I was about to start this paragraph with "I like Spain, I like Spaniards" but then I realised that's not absolutely true. There are plenty of things about the behaviour of some Spaniards, things that are common enough for me to rashly declare that "all Spaniards do this or that" that I definitely do not like. I don't like all of Spain either. Some of it, is in my opinion, a blighted wasteland. There are things I think are actively stupid here - penalising private solar electricity generation and the relatively recent "gagging law" spring to mind. Then again I found plenty to complain about in the UK before I left and I could, Peter Green style, keep you amused for hours complaining about the behaviour of some of my compatriots living here. There are lots of bad similarities between the two counties too - the overbearing pride that "we" did this or that in things like history or sport, the rewriting of history and the jingoistic and chauvanistic in general.

In fact, my general view is that the UK and Spain are, nowadays, pretty similar places. It's not a popular view. I voiced it on a forum about what culture shock people could experience coming to live in Spain. I said there were lots of differences, some of them quite wide differences, but that none of them were of the big kind - no general prohibitions on personal freedom, no threats to basic safety or democratic organisation, not even different clothes. Just another European country. I was thinking about big things like education, healthcare, and the visible economic indicators. The flood of posts after mine listed everything from cruelty to animals and much more visible corruption through to slow Internet connections and poor bank services as evidence that Spain would dish out plenty of culture shock. I stick to my opinion.

And what's the point of this rambling? Well it's to say that I have spent something like 18% of my life in Spain and I'm reasonably clued up about the country. I've visited all but one of the provincial capitals, In a Munro sense I'm missing just one of the Balearic Islands and one of the autonomous cities. I may have been a tourist in most of those cities but I'm not a tourist in Spain. I watch Spanish telly, read Spanish press, wear Spanish clothes, drive a Spanish car, work in Spain, eat Spanish food, buy in Spanish shops.
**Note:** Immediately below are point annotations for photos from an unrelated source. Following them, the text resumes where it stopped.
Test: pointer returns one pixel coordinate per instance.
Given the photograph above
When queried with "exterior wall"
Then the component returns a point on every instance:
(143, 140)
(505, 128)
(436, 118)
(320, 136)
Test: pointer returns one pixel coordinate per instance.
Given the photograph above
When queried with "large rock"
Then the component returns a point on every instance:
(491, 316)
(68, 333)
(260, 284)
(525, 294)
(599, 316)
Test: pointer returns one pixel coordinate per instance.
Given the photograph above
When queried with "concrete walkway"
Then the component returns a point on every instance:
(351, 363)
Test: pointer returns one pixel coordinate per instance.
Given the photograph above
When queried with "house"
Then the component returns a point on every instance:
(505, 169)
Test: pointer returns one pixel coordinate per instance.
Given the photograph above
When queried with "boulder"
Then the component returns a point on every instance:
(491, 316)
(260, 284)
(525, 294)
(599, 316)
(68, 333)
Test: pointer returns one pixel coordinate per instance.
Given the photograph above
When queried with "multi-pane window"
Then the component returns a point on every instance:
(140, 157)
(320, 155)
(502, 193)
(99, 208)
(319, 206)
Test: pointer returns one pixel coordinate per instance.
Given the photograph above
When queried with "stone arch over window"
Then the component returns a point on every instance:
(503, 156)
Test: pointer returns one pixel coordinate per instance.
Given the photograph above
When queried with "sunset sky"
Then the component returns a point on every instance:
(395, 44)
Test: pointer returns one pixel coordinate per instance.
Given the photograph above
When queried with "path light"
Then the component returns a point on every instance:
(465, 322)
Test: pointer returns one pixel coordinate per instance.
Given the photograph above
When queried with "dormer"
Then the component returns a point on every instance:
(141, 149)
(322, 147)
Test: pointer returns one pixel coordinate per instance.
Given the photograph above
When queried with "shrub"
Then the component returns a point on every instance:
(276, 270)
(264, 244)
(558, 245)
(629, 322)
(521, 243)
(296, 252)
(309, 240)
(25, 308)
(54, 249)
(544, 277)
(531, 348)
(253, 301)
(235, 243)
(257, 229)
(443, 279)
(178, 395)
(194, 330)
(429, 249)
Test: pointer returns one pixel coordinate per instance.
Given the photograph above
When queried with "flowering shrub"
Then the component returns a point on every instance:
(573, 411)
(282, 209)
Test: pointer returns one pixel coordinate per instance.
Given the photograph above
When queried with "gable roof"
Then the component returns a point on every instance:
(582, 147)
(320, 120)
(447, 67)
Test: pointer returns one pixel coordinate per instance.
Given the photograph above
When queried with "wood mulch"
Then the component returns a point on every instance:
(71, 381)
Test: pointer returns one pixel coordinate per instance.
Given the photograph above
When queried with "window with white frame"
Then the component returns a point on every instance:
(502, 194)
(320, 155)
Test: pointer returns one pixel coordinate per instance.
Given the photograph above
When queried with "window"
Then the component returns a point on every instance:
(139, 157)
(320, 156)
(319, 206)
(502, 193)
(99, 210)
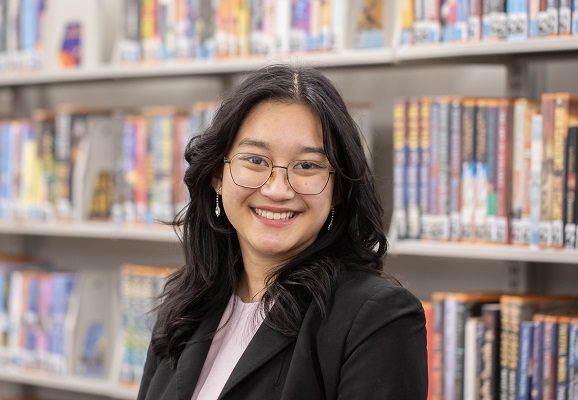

I know what's going on. Anyway it's my blog, my experiences of some of the things, the little things, that happen to me and around me. That's what the blog description says. A personal view, a personally biased view, but not an uninformed view.

I did suggest to the commentator, who wrote in a mix of Spanish and English, that if he were still trying to improve his English we could continue the discussion over a couple of pints of whisky or some tepid tea. He turned me down. He said he'd been considering it until he saw my posts.

Now maybe if I'd promised to wear my Union flag shorts!

The title is taken fom one of the comments. It refers to Brits in Spain and probably more specifically to me.